Partners with physicians and operations leaders to design and operationalize population health initiatives

Subject matter expertise across quality, risk adjustment and operations management

Primary Responsibilities:

Consistently exhibits behavior and communication skills that demonstrate Optum's commitment to superior customer service, including quality, care and concern with each and every internal and external customer

Project management of multiple programmatic initiatives and activities at the California Market level

Oversee market patient engagement, outreach, provider education programs to facilitate comprehensive health assessment for Medicare Advantage patient population, and other managed or risk-based populations

Defines, implements, leads and measures processes from start to finish

Ensures project deliverables, metrics measurement, and success criteria achieved

Organizes and provides executive, management and front-line initiatives and performance reporting and communication. Prepares timely and accurate monthly and annual reporting as required

Develops program strategic messaging, communication plans and training materials

Delivers training to various teammates and other stakeholders with fluency and credibility, facilitating a necessary understanding of key objectives

Assesses, responds and reacts to CMS and/or internal mandates to ensure compliance and programmatic success

Synthesizes complex programs and clearly communicates them to a wide range of stakeholders

You’ll be rewarded and recognized for your performance in an environment that will challenge you and give you clear direction on what it takes to succeed in your role as well as provide development for other roles you may be interested in.

Required Qualifications:

5+ years of experience working in program management and process improvement

5+ years of experience in the healthcare industry

3+ years of management experience

Experience leading projects from ideation to closure

Demonstrated success working in dynamic, fast-paced environment

Proven ability to effectively foster collaboration with teammates, clinicians, and management

Command of change management process and experience implementing new programs

Ability to work 50% in the field and 50% in the office

Preferred Qualifications:

Experience in Population Health Management such as HEDIS/STARs, Quality or Risk Adjustment programs

Experience interacting effectively with C-Level employees across the organization as well as staff, clinicians and management

Knowledge of Medicare Advantage and population health activities

Proven accountability for operational improvement of KPI

Proven excellent verbal and written communication skills

California Residents Only:

The salary range for this role is $122,100 to $234,700 annually.
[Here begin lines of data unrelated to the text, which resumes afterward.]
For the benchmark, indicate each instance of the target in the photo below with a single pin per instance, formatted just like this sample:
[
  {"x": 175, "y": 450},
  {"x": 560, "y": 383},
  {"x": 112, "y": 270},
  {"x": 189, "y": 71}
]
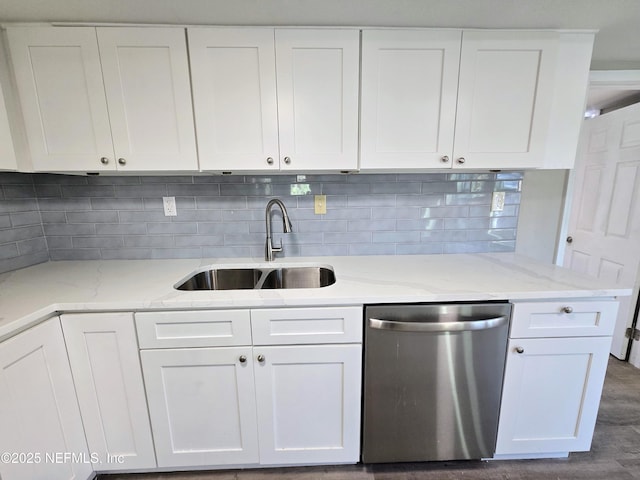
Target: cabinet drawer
[
  {"x": 563, "y": 318},
  {"x": 207, "y": 328},
  {"x": 306, "y": 325}
]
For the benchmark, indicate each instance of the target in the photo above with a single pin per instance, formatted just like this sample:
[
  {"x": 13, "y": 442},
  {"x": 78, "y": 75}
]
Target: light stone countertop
[{"x": 32, "y": 294}]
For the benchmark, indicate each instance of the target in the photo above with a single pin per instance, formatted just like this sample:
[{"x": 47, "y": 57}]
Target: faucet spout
[{"x": 269, "y": 248}]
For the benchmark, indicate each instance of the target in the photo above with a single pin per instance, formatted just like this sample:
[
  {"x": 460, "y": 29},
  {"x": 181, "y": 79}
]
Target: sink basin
[
  {"x": 259, "y": 278},
  {"x": 223, "y": 279},
  {"x": 299, "y": 277}
]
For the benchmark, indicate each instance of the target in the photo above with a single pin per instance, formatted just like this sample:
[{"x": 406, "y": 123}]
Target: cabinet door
[
  {"x": 59, "y": 82},
  {"x": 202, "y": 405},
  {"x": 234, "y": 91},
  {"x": 409, "y": 91},
  {"x": 103, "y": 353},
  {"x": 40, "y": 422},
  {"x": 308, "y": 400},
  {"x": 504, "y": 98},
  {"x": 146, "y": 79},
  {"x": 318, "y": 112},
  {"x": 551, "y": 394}
]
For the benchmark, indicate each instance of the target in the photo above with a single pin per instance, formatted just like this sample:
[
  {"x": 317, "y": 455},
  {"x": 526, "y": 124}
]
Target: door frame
[{"x": 610, "y": 79}]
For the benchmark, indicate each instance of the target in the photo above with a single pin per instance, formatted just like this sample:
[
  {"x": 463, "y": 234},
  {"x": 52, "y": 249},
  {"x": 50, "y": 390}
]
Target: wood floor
[{"x": 614, "y": 455}]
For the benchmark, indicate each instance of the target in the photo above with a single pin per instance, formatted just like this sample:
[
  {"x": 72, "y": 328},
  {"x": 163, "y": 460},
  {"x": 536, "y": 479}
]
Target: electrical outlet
[
  {"x": 169, "y": 204},
  {"x": 320, "y": 205},
  {"x": 497, "y": 202}
]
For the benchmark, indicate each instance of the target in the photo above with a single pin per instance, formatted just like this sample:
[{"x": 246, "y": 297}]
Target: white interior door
[{"x": 604, "y": 224}]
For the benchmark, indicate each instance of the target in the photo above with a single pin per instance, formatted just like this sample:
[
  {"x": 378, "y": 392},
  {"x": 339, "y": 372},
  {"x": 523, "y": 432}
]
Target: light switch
[
  {"x": 497, "y": 202},
  {"x": 169, "y": 204},
  {"x": 320, "y": 204}
]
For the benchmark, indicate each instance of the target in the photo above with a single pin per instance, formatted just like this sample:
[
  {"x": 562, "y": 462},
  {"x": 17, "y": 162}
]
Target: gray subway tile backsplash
[{"x": 62, "y": 217}]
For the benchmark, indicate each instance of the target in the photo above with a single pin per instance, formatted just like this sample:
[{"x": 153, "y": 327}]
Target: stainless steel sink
[
  {"x": 299, "y": 277},
  {"x": 223, "y": 279},
  {"x": 241, "y": 278}
]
Pay is based on several factors including but not limited to local labor markets, education, work experience, certifications, etc. UnitedHealth Group complies with all minimum wage laws as applicable. In addition to your salary, UnitedHealth Group offers benefits such as, a comprehensive benefits package, incentive and recognition programs, equity stock purchase and 401k contribution (all benefits are subject to eligibility requirements).
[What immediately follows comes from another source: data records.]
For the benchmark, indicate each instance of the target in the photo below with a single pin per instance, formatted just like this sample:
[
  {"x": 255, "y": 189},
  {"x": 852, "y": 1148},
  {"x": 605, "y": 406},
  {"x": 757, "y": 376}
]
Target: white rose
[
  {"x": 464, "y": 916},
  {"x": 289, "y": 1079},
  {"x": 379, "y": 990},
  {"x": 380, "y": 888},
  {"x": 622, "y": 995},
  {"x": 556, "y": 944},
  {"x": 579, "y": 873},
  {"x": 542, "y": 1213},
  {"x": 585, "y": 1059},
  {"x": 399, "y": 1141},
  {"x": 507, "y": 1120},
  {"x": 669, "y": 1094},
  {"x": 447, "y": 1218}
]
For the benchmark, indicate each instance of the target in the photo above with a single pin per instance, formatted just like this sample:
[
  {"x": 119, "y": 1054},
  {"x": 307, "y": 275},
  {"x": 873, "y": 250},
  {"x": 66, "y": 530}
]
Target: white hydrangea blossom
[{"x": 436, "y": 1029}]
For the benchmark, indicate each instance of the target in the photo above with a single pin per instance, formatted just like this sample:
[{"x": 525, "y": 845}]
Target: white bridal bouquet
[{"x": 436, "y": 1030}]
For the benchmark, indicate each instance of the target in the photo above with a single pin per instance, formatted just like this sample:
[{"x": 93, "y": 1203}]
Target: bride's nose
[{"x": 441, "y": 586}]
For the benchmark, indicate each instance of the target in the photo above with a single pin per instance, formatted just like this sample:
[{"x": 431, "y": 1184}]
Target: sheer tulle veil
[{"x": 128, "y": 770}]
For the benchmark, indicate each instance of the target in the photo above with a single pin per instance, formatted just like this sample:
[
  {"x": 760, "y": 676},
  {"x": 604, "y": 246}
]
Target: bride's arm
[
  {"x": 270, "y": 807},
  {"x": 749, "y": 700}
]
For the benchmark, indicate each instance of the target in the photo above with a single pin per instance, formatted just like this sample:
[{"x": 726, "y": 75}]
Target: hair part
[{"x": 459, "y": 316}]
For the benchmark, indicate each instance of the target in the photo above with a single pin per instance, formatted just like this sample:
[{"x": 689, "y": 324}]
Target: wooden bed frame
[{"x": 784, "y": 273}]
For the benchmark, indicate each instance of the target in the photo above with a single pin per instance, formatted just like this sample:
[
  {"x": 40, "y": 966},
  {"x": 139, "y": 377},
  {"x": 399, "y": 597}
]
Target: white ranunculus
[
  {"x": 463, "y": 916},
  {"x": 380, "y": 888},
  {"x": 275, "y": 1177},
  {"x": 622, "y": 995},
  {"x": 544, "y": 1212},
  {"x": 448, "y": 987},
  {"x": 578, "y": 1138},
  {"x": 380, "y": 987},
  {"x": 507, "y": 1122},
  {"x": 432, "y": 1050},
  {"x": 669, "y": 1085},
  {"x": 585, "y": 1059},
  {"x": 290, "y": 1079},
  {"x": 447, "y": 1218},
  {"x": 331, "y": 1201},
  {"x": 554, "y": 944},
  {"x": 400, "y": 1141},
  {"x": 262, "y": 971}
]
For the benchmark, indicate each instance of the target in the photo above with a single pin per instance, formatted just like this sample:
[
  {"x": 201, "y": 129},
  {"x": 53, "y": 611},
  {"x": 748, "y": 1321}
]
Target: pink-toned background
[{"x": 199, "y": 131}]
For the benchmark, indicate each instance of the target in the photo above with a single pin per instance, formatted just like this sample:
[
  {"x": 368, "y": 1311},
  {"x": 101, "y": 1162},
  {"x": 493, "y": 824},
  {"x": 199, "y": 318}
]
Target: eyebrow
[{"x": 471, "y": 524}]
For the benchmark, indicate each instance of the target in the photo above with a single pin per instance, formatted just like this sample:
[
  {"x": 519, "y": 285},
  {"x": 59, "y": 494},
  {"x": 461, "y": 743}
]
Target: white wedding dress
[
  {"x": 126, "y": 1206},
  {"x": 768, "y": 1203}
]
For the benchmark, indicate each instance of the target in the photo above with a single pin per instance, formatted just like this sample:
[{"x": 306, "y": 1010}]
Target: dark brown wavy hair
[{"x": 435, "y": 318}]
At UnitedHealth Group, our mission is to help people live healthier lives and make the health system work better for everyone. We believe everyone–of every race, gender, sexuality, age, location and income–deserves the opportunity to live their healthiest life. Today, however, there are still far too many barriers to good health which are disproportionately experienced by people of color, historically marginalized groups and those with lower incomes. We are committed to mitigating our impact on the environment and enabling and delivering equitable care that addresses health disparities and improves health outcomes - an enterprise priority reflected in our mission.
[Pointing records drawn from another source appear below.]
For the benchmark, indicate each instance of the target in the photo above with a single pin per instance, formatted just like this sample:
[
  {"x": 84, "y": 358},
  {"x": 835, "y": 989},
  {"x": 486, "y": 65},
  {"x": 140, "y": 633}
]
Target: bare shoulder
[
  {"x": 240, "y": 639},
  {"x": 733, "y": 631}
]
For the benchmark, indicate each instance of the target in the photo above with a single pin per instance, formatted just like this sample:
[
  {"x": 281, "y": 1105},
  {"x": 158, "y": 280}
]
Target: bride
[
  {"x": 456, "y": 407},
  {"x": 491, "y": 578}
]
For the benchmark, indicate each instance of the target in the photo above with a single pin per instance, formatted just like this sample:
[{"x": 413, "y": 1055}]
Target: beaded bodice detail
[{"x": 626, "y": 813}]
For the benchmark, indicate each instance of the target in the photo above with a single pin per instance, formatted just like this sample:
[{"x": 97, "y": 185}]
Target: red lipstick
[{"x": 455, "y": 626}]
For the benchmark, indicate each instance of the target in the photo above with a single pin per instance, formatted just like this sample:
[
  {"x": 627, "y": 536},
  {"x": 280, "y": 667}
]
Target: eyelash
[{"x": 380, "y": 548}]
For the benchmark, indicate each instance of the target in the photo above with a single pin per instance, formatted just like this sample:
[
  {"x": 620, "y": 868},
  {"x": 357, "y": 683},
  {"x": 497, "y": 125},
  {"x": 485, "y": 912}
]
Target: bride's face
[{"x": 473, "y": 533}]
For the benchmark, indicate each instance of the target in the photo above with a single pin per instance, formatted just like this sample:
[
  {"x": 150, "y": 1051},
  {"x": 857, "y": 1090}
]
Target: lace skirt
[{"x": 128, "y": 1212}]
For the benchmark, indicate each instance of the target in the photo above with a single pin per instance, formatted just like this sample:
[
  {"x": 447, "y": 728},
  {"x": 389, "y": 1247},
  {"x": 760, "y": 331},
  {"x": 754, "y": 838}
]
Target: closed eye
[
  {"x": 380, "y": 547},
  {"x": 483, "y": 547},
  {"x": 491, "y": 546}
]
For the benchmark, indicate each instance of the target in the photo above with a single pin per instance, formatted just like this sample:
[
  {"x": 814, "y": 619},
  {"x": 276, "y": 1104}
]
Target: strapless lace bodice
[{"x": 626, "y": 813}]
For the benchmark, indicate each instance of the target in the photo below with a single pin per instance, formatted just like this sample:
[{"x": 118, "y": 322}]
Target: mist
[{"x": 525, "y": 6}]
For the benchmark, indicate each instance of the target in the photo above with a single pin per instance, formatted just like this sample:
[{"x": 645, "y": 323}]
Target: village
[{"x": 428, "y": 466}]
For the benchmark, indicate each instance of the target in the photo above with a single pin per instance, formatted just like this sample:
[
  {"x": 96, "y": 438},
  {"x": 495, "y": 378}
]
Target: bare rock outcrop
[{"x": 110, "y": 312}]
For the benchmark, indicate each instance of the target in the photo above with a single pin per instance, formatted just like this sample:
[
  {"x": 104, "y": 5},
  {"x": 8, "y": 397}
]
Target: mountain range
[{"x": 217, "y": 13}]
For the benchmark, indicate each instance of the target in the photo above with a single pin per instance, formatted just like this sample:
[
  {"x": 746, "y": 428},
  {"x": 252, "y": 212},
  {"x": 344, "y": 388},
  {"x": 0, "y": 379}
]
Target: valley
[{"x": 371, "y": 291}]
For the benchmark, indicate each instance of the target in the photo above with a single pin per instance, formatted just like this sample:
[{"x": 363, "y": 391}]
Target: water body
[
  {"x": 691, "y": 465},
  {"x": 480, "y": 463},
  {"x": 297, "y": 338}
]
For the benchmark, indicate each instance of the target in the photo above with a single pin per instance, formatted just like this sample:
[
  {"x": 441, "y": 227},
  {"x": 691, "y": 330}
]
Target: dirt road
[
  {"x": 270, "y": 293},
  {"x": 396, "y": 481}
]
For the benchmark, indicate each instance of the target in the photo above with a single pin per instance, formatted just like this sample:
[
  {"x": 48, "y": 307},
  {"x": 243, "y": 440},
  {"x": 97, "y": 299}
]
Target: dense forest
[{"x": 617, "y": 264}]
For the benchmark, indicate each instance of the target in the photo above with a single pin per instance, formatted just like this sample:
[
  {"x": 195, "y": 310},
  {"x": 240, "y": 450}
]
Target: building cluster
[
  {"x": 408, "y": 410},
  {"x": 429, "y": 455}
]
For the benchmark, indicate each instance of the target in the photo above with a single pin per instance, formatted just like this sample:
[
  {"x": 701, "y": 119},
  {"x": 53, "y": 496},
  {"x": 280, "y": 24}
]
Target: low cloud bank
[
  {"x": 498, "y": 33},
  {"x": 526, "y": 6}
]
Diversity creates a healthier atmosphere: OptumCare is an Equal Employment Opportunity/Affirmative Action employers and all qualified applicants will receive consideration for employment without regard to race, color, religion, sex, age, national origin, protected veteran status, disability status, sexual orientation, gender identity or expression, marital status, genetic information, or any other characteristic protected by law.

OptumCare is a drug-free workplace. Candidates are required to pass a drug test before beginning employment.